Robbins, identified in the record as a witness who serves in the Minnesota state legislature on the Fraud Prevention Committee, said accountability should include prosecution and personnel consequences: "We want to prosecute everyone who's committed a crime, and we want to fire officials in the agencies that are liable for allowing the failure of internal controls," and she said fraudsters "should go to jail."
The committee member pressed that accountability also means restitution and incarceration as deterrence. He criticized presidential clemency, saying it "allows fraudsters to escape accountability altogether," and asked unanimous consent to enter a report titled "Trump's clemency gap, how Trump's pardons are ignoring the people who need them the most" into the record.

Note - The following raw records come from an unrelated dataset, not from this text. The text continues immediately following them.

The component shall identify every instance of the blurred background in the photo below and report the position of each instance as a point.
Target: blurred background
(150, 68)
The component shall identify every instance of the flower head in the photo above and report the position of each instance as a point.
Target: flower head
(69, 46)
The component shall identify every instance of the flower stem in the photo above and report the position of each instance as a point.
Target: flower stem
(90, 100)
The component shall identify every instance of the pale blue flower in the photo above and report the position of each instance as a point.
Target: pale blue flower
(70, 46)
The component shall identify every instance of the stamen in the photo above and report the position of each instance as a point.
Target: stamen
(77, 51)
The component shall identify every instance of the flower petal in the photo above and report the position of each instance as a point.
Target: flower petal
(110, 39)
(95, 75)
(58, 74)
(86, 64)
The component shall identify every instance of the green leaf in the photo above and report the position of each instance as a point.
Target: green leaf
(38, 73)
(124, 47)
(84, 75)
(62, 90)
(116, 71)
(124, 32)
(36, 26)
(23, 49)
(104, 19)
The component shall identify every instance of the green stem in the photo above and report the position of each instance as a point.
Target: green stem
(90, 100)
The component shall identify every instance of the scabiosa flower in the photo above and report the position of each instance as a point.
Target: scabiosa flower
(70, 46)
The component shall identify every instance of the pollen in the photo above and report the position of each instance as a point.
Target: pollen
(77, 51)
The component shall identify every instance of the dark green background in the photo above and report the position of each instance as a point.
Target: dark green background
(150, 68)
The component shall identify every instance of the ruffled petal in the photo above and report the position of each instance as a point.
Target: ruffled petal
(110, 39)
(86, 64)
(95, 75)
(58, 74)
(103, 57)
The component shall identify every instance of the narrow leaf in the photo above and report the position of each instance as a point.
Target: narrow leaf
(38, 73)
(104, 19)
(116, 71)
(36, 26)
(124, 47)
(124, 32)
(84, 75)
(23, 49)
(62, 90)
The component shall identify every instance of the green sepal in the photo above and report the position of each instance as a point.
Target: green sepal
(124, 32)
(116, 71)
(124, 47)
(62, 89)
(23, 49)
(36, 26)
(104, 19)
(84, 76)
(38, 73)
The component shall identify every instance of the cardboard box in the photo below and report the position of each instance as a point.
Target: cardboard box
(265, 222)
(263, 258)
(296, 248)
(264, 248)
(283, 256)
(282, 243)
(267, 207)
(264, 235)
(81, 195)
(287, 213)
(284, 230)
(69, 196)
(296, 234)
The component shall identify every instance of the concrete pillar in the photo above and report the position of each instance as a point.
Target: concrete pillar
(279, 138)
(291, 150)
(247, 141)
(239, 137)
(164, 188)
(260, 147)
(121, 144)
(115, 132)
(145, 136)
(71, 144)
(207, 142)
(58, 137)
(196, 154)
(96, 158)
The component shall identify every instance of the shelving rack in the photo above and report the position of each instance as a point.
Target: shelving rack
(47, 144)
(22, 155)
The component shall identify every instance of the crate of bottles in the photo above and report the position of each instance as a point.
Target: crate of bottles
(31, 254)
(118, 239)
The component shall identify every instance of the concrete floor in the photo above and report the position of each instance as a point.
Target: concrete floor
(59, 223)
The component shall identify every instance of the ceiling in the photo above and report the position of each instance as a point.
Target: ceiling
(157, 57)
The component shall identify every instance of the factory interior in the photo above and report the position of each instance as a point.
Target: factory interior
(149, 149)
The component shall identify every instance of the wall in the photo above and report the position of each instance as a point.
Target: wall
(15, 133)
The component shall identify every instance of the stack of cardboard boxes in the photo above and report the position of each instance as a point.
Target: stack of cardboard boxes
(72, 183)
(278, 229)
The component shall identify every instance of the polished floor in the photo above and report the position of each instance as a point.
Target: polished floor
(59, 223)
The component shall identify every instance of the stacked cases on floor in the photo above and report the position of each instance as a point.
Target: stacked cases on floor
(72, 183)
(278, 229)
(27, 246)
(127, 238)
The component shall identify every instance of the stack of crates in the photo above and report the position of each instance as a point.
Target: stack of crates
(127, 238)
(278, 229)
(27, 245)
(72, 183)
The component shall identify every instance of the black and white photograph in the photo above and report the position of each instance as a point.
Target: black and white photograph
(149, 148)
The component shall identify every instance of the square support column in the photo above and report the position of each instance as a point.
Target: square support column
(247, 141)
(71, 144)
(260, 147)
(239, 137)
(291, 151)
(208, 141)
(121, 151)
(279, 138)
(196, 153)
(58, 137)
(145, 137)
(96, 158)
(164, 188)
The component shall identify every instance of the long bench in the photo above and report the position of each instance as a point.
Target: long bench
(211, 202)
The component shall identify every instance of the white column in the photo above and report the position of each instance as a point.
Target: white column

The speaker singled out several pardons. He said President Trump pardoned George Santos, alleging Santos "defrauded voters and owed them $370,000 in restitution to victims," and asked the witnesses to raise their hands if they opposed the pardon. When a witness said they would need to "look at the law and the facts of the case," the questioner continued to press for an on-the-record stance. The questioner also cited corporate clemency, saying Trump had pardoned corporations, pointing to crypto company BitMEX and saying it was fined "$100,000,000," and again sought visible opposition from the witnesses. Those asked twice declined to take a public position in response to the prompts recorded in the transcript.
The exchange became heated as the questioner described the refusals as "cowardice" and repeatedly said "Reclaiming my time." The transcript records another participant calling the line of questioning "grandstanding nonsense" and urging decorum.
The committee member also referenced the Jan. 6 anniversary, saying that on the first day of the administration the president pardoned "1,500 insurrectionists," and named Brian Christopher Mok of Minnesota, alleging Mok "kicked, shoved, and threw a flagpole at police officers" during the attack. The questioner said he would take the witnesses' refusal to speak on the record as tacit acceptance of those pardons.
The hearing record shows strong partisan rhetoric and attempts to force public opposition from witnesses who, according to the transcript, declined to take those positions on the record. There were no formal motions or votes in the provided transcript excerpt. The meeting proceeded amid calls for decorum and a brief procedural recognition of "Miss Mace."